We’ll serve all those things that are frowned upon. Bear sausages, dog ham, white veal and that latest delicacy, blue chicken.

And I’ve come up with a cracking special for opening night. Phoenix the calf, cooked by Marco Pierre White. With caramelised onions. Mmmm, nice!

If you ever doubted the insanity of Mr Blah’s Government, the Phoenix saga summed it up. An instant U-turn in a fundamental policy that had already caused hardship and misery to hundreds of thousands of people, and all because a picture of a pretty baby cow was on Page One of the newspapers. Pathetic. Absolutely, stomach-churningly pathetic.

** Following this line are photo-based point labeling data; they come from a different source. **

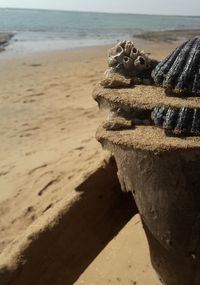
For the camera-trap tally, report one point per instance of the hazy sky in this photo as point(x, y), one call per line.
point(169, 7)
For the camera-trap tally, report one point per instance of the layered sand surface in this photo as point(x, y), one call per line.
point(48, 123)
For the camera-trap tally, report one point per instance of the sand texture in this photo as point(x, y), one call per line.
point(48, 123)
point(142, 97)
point(4, 40)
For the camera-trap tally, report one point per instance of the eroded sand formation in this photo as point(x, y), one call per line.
point(160, 162)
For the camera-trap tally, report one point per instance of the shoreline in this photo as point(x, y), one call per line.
point(4, 39)
point(168, 36)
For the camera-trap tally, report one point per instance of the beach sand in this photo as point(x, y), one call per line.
point(48, 122)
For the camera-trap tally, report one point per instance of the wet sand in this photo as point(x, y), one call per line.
point(48, 122)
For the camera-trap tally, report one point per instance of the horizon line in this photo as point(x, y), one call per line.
point(99, 12)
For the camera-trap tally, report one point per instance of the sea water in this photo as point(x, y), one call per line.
point(44, 30)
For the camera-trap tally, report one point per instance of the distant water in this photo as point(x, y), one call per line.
point(43, 30)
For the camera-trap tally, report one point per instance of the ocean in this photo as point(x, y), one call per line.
point(44, 30)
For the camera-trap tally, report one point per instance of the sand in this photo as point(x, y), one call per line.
point(48, 123)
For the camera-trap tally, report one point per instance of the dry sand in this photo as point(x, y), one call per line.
point(48, 122)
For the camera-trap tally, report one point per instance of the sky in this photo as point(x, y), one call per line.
point(163, 7)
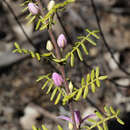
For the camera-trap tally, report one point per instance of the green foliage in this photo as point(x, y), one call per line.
point(78, 44)
point(47, 20)
point(101, 123)
point(31, 53)
point(45, 128)
point(92, 80)
point(55, 91)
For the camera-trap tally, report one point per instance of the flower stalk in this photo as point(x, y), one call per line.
point(60, 67)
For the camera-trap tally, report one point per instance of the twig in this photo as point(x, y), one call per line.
point(61, 67)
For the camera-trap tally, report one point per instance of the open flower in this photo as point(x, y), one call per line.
point(33, 8)
point(61, 41)
point(77, 117)
point(51, 5)
point(49, 46)
point(57, 78)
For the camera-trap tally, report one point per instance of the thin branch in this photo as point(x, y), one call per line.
point(61, 67)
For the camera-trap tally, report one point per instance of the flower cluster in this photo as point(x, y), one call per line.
point(33, 8)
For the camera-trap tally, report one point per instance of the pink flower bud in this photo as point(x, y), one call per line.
point(33, 8)
point(57, 78)
point(61, 41)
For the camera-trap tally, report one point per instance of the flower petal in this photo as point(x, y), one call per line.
point(88, 116)
point(65, 118)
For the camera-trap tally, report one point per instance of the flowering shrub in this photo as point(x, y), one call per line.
point(57, 84)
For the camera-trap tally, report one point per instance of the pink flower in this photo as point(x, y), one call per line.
point(33, 8)
point(57, 78)
point(61, 41)
point(77, 117)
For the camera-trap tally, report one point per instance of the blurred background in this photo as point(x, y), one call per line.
point(23, 103)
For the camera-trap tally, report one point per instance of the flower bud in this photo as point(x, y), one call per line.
point(71, 86)
point(61, 41)
point(49, 46)
point(70, 126)
point(33, 8)
point(51, 4)
point(57, 78)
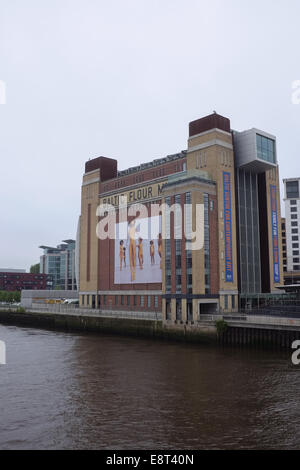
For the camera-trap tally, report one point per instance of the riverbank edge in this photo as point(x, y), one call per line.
point(155, 329)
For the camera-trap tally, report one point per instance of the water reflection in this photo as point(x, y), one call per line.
point(87, 391)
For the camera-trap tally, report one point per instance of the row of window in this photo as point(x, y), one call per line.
point(141, 300)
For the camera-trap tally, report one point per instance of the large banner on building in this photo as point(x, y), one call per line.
point(227, 227)
point(275, 237)
point(138, 251)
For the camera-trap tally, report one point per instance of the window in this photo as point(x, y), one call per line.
point(265, 149)
point(292, 189)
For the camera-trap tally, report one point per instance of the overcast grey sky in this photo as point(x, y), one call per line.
point(123, 78)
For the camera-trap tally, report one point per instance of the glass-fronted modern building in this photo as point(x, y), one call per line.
point(292, 216)
point(60, 263)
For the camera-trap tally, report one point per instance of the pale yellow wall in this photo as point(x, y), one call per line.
point(272, 178)
point(215, 159)
point(89, 195)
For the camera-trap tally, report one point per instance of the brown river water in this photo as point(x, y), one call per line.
point(83, 391)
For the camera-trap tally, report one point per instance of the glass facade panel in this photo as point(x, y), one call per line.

If it was right in the first place to slaughter millions of healthy animals unaffected by foot and mouth, then it was still right after the TV cameras descended on Phoenix the calf. Who’s running this country? NuLabour or The Richard and Judy show?

We are governed by a bunch of gutless opportunists who are more concerned with style than substance. Worse than that, you’re about to elect them again. Oh yes you are. It’s enough to make a cat laugh.

And, just when you thought things couldn’t get any worse, Michael Meacher now wants to use napalm to dispose of animal carcasses. What nonsense. The RAF can’t land a bomb on Baghdad airport, never mind pick out Flossie in the bottom field.


Of course, the foot and mouth epidemic isn’t all bad news. As the compensation money rolls in, a lot of farmers now are finding themselves considerably richer than they ever thought they would be.

They are naturally investing this money wisely and mostly spending it down the pub, rather than frittering it away on new animals and machinery. This makes for a jolly time on a Saturday night, but you do have to be careful not to run over them as they lie prostrate in the lane the next morning.